Hemen her yerde jandarma ve polis dikiliyor işçilerin karşısına. Uzunca bir süredir buna "grev yasakları", hatta "süreli her tür eylem ve etkinlik yasakları" eklendi. Devlet, en tepedeki cumhurbaşkanından illerdeki valilere kadar, doğrudan "yasaklama emri" çıkartarak kendi sınıfsal niteliğini bütün çıplaklığıyla ortaya seriyor: Devlet, patronların devletidir, burjuvazinin devletidir!

Bu "burjuva devlet", Antep'te tekstil işçilerinin eylemlerini yasakladı. Eylemlerin önü yasaklarla alınamayınca, sendika başkanını zindana attı. Çünkü işçiler "yasak kararı"na boyun eğmeyeceklerini duyurarak, eylemi Ankara'ya taşıma kararı aldılar.
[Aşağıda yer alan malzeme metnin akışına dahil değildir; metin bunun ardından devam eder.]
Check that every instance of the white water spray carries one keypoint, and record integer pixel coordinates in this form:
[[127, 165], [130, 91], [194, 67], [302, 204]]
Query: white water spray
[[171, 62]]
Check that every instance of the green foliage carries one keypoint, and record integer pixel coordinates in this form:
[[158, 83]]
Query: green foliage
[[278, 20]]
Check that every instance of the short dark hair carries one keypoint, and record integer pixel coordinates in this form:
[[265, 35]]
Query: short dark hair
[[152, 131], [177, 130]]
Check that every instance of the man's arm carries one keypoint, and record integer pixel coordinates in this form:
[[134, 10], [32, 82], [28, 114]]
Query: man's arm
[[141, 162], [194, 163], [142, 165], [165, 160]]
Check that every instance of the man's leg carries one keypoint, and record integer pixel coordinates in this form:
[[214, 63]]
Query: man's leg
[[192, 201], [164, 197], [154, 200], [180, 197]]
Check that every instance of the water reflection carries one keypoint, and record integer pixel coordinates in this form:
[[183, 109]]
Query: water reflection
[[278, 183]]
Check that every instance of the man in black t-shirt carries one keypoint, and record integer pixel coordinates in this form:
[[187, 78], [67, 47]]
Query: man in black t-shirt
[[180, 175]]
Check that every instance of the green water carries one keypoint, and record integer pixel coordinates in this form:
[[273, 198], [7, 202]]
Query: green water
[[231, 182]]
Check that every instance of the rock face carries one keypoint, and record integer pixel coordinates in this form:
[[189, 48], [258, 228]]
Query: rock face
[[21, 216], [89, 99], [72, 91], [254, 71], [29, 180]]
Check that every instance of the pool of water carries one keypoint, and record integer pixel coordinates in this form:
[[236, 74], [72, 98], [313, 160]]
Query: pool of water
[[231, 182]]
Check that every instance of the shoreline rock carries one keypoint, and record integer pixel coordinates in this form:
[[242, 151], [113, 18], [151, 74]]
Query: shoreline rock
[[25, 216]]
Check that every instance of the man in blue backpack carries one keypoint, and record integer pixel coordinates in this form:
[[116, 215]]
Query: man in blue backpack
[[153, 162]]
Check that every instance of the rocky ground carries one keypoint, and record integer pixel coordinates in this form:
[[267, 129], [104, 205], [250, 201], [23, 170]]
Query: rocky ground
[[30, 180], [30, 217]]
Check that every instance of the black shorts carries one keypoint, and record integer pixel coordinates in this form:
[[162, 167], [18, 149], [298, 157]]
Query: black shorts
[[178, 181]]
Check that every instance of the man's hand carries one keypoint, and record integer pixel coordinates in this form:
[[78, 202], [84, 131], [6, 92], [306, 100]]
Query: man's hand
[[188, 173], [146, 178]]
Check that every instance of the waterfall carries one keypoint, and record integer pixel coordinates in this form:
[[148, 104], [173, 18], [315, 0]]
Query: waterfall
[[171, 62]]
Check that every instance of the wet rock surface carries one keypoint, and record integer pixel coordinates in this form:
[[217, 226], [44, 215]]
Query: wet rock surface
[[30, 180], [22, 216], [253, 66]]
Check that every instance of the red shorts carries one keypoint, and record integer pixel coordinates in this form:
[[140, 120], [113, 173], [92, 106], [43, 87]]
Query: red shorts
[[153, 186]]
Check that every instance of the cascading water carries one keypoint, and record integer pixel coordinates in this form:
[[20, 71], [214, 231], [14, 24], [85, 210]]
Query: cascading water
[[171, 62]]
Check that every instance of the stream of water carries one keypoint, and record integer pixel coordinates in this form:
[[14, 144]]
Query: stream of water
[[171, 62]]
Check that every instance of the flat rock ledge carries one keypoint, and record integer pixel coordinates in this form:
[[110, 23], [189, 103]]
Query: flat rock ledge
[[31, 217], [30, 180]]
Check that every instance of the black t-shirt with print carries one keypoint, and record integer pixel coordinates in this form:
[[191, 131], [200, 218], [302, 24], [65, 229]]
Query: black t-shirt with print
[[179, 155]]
Bu aynı devlet aylardır sürdürdüğü gözaltı, tutuklama, ev hapsi vb akla gelecek her yolla tüm toplumun üzerine karabasan misali çökmüş durumda. Artık sayı olarak "12 Eylül faşist askeri cuntası" ile yarışır düzeyde gözaltı ve tutuklama furyası. Her gün, istisnasız her gün onlarca insan... gazeteci, sendikacı, belediye meclis üyesi, belediye başkanı, siyasi parti yönetici ve üyeleri, dernek yönetici ve üyeleri, "kent uzlaşısı" savunucuları, meslek odaları, gençler ve kadınlar... evleri basılarak gözaltına alınıyor, çoğu tutuklanıyor. Yasal "mevziler" art arda "terör örgütü" kapsamına alınıyor. Kayyumlar, el koymalar, hadi onların jargonuyla söyleyelim, belediyelere ve şirketlere "çökmeler" gırla gidiyor.
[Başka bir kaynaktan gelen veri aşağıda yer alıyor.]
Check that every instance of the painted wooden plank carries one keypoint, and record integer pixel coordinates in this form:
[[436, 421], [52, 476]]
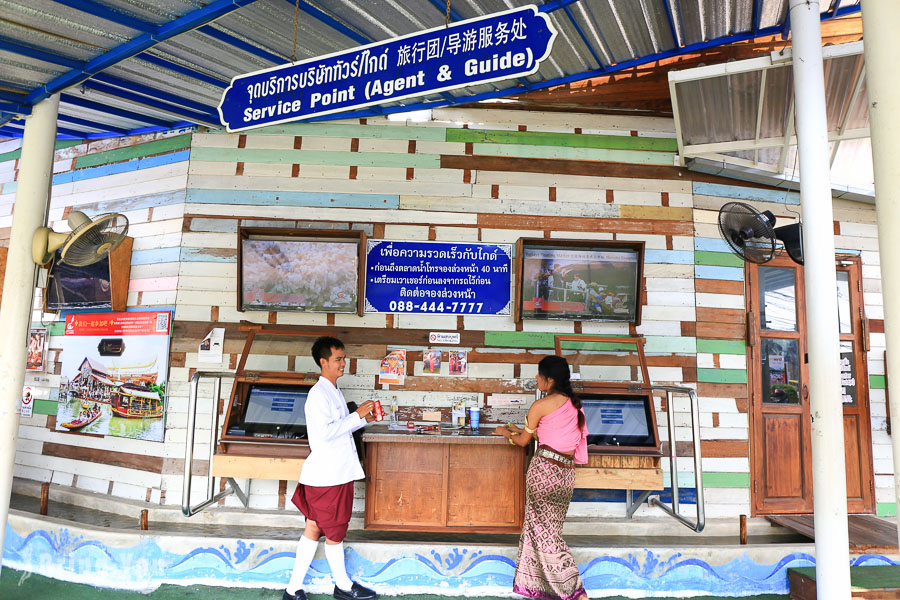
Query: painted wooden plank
[[676, 257], [162, 255], [722, 375], [287, 198], [331, 186], [228, 255], [720, 259], [711, 244], [567, 183], [677, 345], [341, 214], [726, 480], [587, 154], [722, 346], [153, 285], [745, 193], [434, 134], [716, 272], [161, 146], [668, 213], [311, 157], [121, 167], [15, 154], [568, 140]]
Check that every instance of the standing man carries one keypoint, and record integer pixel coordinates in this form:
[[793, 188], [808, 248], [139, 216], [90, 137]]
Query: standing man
[[325, 492]]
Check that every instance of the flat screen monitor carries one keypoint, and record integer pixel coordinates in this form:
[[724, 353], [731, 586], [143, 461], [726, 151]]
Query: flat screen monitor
[[582, 284], [274, 410], [87, 287], [614, 420]]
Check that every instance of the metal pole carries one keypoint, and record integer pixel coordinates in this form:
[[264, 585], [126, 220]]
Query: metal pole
[[32, 198], [881, 20], [826, 410]]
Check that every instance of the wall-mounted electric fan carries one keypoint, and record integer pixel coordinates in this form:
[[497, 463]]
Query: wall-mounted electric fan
[[751, 234], [89, 241]]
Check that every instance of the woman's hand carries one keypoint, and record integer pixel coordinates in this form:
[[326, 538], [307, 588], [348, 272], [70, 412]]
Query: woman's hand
[[365, 410]]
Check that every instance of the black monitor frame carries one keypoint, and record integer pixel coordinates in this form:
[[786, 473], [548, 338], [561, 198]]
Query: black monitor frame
[[646, 441]]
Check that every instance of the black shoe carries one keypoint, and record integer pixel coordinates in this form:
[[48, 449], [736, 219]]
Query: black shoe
[[357, 592]]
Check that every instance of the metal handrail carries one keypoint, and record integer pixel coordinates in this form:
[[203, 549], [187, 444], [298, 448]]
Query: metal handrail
[[232, 488], [673, 511]]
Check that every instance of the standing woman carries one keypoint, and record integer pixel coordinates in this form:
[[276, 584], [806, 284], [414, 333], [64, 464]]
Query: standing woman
[[545, 568]]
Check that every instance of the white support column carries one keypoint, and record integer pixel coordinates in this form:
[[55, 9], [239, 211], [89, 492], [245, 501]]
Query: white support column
[[32, 197], [826, 410], [881, 21]]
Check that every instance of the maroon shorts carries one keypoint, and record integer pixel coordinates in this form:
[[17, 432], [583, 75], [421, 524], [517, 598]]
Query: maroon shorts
[[329, 506]]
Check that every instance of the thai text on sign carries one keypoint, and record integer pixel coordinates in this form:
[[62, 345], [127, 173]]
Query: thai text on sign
[[438, 277], [476, 51]]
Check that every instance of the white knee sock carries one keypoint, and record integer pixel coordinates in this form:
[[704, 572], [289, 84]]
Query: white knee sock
[[335, 555], [306, 549]]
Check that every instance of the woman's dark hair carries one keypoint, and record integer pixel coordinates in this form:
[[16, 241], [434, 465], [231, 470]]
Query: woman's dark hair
[[323, 346], [557, 369]]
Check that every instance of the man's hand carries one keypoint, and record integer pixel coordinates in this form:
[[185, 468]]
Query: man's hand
[[365, 410]]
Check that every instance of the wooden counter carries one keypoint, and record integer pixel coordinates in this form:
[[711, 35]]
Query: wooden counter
[[455, 481]]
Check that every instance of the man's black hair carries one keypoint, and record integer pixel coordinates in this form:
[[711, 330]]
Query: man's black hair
[[323, 346]]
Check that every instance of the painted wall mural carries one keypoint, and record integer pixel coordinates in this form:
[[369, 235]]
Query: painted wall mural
[[91, 556]]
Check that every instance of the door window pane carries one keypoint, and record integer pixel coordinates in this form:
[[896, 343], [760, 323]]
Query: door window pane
[[848, 374], [780, 371], [844, 321], [777, 299]]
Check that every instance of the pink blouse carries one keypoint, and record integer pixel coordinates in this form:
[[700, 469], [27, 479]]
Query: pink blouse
[[559, 430]]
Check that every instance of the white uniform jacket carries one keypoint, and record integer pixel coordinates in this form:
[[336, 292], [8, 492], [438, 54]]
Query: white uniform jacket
[[330, 425]]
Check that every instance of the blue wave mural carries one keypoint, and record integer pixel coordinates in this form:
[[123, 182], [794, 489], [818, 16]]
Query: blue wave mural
[[144, 564]]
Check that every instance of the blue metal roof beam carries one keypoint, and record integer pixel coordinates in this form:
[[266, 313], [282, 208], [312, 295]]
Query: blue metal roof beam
[[193, 20], [774, 30]]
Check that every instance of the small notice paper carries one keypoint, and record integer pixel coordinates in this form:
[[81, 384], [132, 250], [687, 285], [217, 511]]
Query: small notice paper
[[210, 350], [393, 368]]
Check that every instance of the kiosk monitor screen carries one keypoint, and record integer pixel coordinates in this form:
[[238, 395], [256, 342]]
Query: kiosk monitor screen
[[618, 420], [271, 409]]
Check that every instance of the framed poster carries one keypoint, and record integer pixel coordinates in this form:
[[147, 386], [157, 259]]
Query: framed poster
[[114, 374], [37, 350], [579, 280], [299, 270]]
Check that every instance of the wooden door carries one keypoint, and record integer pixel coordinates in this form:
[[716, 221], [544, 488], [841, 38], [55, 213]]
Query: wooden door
[[780, 445], [854, 390], [780, 460]]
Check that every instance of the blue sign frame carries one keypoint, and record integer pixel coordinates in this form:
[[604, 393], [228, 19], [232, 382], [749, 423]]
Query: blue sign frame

Bunlar, umutsuzluk saldırıları!.. Yönetememenin, ayakta duramamanın yansımaları.

İşçiler ve emekçiler yaşama tutunmak için ayağa kalktıkça bu boğucu karanlığın ufkunda gün ışıyor! "İşçi tulumu içinde hürriyet" zorlu mücadelelerin ufkunda bizleri bekliyor!